Table 1 Comparison of detection performance of the network structures with different degrees of pruning. (In %).

3.3 Four Scale Prediction Branches

It is known that the shallow feature map in CNN contains richer location information, and is more suitable for detecting small targets with low resolution and inconspicuous features. Considering the uneven distribution of the target sizes in the Tsinghua Tencent’s 100 K dataset, most of them are small-sized targets. The three scale prediction branches in the original YOLOv3 structure are in the lower levels of the network, and the 9 anchor priors obtained using k-means clustering may be more inclined to large-sized targets because the deep network can provide more semantic information. In order to improve the detection performance of large targets, we added a fourth scale prediction branch to expand the detection range and enrich the feature maps for multi-scale prediction.
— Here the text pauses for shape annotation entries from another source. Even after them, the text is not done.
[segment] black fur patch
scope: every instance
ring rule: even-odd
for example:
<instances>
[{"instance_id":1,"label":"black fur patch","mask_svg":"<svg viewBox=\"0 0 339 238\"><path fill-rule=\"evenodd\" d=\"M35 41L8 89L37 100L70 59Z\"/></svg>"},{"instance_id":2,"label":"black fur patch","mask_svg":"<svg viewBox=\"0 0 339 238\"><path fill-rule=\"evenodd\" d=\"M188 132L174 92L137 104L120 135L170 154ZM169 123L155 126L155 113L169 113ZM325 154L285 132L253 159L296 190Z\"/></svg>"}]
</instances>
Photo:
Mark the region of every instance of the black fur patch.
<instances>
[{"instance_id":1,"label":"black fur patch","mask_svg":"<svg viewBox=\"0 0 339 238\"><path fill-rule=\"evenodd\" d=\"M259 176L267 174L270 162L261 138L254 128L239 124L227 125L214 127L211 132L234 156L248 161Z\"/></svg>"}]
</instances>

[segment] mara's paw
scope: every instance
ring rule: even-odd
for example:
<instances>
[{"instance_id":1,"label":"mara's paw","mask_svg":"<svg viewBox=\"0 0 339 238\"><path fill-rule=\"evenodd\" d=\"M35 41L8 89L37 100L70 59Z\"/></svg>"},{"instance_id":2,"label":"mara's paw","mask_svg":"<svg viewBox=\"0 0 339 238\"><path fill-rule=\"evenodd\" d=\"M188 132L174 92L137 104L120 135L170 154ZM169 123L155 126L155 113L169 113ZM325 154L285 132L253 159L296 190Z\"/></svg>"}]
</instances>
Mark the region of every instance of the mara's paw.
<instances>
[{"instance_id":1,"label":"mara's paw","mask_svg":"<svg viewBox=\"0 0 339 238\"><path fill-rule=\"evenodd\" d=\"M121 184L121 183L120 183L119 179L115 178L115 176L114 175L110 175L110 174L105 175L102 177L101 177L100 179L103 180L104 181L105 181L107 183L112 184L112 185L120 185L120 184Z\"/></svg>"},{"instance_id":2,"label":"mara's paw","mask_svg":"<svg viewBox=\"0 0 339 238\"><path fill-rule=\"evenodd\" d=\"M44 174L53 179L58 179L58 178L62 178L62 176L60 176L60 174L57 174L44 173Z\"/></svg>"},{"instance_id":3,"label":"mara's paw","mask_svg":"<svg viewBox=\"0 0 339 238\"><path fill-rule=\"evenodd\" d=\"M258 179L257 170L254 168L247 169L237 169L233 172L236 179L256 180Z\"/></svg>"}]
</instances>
Traditional K-means clustering method uses the Euclidean Distance function, with larger boxes generate more erroneous clusters than smaller boxes. To this end, what we really want is priors that lead to good IOU scores, independent of the size of the box. The distance function can be computed as Equ. (2):

$$ d\left( box, centroid\right)=1- IOU\left( box, centroid\right) $$
(2)

Then 12 clusters we get on the Tsinghua-Tencent 100 K dataset were: (16 × 18), (20 × 20), (22 × 24), (26 × 28), (32 × 34), (41 × 44), (53 × 58), (71 × 77), (98 × 107), (127 × 132), (161 × 158), (230 × 211). The fourth scale prediction branch is attached to the end of the second residual block section, while the features maps obtained previously in the network is merged in 2x up-sampling, similar to the connection of intrinsic YOLOv3. In this way, the smallest three anchor boxes are performed by the new fourth scale prediction branch, while the first scale prediction branch can easily predict larger objects using anchor boxes with additional scales. Large-size objects are easier to predict due to the closer proximity of the anchor boxes.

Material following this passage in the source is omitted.